Over the past few months, I’ve had the opportunity at various network operator meetings to talk about Border Gateway Protocol (BGP) routing security.
I’ve also used these opportunities to highlight a measurement page APNIC Labs has set up that measures the extent to which Route Origin Validation (ROV) is actually ‘protecting’ users. By this I mean APNIC Labs is measuring the extent to which users are prevented from having their traffic misdirected along what we can call ‘bad paths’ in the inter-domain routing environment by virtue of the network operator dropping routes that are classified as ‘invalid’.
As usual, these presentations included an opportunity for questions from the audience. As a presenter, I’ve found this question and answer segment in the presentation the part that is the most fun. It covers topics that I’ve not explained well, things I’ve missed, things I’ve got wrong, and things I hadn’t thought about at all right up to the point when the question was asked!
This is the first post in a series of such questions and my efforts at trying to provide an answer.
Why doesn’t the APNIC Labs’ ROV measurement tool ever show 100%?
Several network service providers clearly perform ingress filtering of route objects where the associated Route Origin Authorization (ROA) shows that the route object is invalid.

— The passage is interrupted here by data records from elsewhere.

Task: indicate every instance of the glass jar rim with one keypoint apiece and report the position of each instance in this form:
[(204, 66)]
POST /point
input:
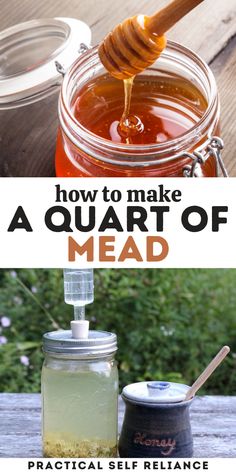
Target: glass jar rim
[(179, 144), (38, 77)]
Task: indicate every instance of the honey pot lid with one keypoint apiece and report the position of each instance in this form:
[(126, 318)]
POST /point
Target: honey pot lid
[(28, 55), (155, 392)]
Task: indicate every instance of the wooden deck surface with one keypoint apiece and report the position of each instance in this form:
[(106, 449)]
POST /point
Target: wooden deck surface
[(213, 421), (209, 30)]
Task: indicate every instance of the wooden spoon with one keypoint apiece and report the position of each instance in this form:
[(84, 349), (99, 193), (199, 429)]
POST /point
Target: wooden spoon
[(207, 372), (136, 43)]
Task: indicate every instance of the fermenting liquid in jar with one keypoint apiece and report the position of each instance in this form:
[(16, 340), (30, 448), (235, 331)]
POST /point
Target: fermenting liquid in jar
[(79, 395), (72, 413)]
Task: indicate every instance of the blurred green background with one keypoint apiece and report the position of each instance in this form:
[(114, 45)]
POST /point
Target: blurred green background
[(169, 322)]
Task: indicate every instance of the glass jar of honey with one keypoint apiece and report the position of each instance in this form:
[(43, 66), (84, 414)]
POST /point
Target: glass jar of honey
[(177, 102), (80, 394)]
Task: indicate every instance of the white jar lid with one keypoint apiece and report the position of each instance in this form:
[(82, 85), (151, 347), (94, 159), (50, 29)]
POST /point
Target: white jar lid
[(155, 392), (28, 52)]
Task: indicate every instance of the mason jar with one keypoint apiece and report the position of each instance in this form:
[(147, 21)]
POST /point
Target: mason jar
[(79, 395), (196, 152)]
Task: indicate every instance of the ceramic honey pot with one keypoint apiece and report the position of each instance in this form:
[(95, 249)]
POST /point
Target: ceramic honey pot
[(157, 421)]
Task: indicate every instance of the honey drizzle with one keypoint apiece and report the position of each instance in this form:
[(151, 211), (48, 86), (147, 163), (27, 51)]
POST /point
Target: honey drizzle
[(130, 125)]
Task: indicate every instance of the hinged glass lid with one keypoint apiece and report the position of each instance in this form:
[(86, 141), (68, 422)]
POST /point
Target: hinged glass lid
[(28, 53)]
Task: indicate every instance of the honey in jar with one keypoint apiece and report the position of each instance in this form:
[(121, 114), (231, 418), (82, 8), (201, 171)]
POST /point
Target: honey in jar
[(174, 109)]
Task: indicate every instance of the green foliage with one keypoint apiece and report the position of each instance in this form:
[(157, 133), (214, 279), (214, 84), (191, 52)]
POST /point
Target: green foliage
[(170, 323)]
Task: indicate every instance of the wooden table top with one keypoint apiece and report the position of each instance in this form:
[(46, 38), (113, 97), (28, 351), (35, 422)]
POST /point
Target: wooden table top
[(209, 30), (213, 420)]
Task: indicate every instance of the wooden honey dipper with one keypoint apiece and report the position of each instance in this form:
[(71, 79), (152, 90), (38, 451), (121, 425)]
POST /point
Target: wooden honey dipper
[(136, 43)]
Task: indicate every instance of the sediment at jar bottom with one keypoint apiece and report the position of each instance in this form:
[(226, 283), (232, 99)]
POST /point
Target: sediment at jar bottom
[(56, 446)]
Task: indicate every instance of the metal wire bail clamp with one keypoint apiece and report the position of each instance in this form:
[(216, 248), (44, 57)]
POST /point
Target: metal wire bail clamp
[(213, 147)]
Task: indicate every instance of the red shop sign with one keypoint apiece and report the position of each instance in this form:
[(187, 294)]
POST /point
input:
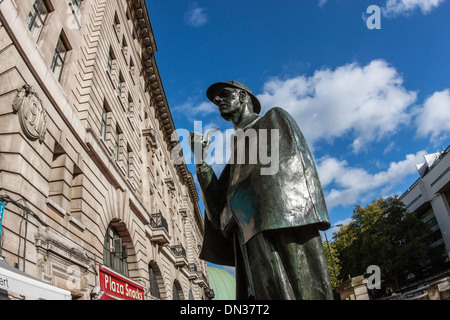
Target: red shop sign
[(116, 286)]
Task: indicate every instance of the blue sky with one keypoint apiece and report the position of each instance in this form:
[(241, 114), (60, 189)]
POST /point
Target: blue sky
[(370, 102)]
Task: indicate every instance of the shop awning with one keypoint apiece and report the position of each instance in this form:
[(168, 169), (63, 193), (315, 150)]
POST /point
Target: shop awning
[(16, 281)]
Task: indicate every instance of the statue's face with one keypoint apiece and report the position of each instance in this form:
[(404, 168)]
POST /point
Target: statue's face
[(228, 102)]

The networks AS7018 (AT&T Internet) and AS1221 (Telstra) are both good examples, with many more deploying the technology.
The question is: Why doesn’t the measurement tool report 100% for these networks? Why is there ‘leakage’ of users? This means that some users are reaching a site despite the invalid state of the only route object to that site. If the network is dropping invalid routes, then how can this happen?
Several possible explanations come to mind. It could be that there are a small proportion of end-users that use split-horizon VPN tools. While the measurement system reports the user as having an IP address that is originated by a particular network, there might be a VPN tunnel that relocates this user to a different point in the inter-AS topology. However, it’s not a very satisfactory explanation.
There is a different explanation as to why 100% is a largely unobtainable number in this RPKI measurement system. The reason lies in the measurement methodology itself. The issue here lies in the way a control element is implemented, and in the nature of the experiment itself.
We could’ve designed the experiment to use two beacons. One object would be located behind an IP address that has a valid ROA that never changes. A second object would be located behind an IP address that has a ROA that casts the route object as ‘invalid’. Again, this would never change. What we would be counting is the set of users that can retrieve the first object (valid route object) and not the second (invalid route object).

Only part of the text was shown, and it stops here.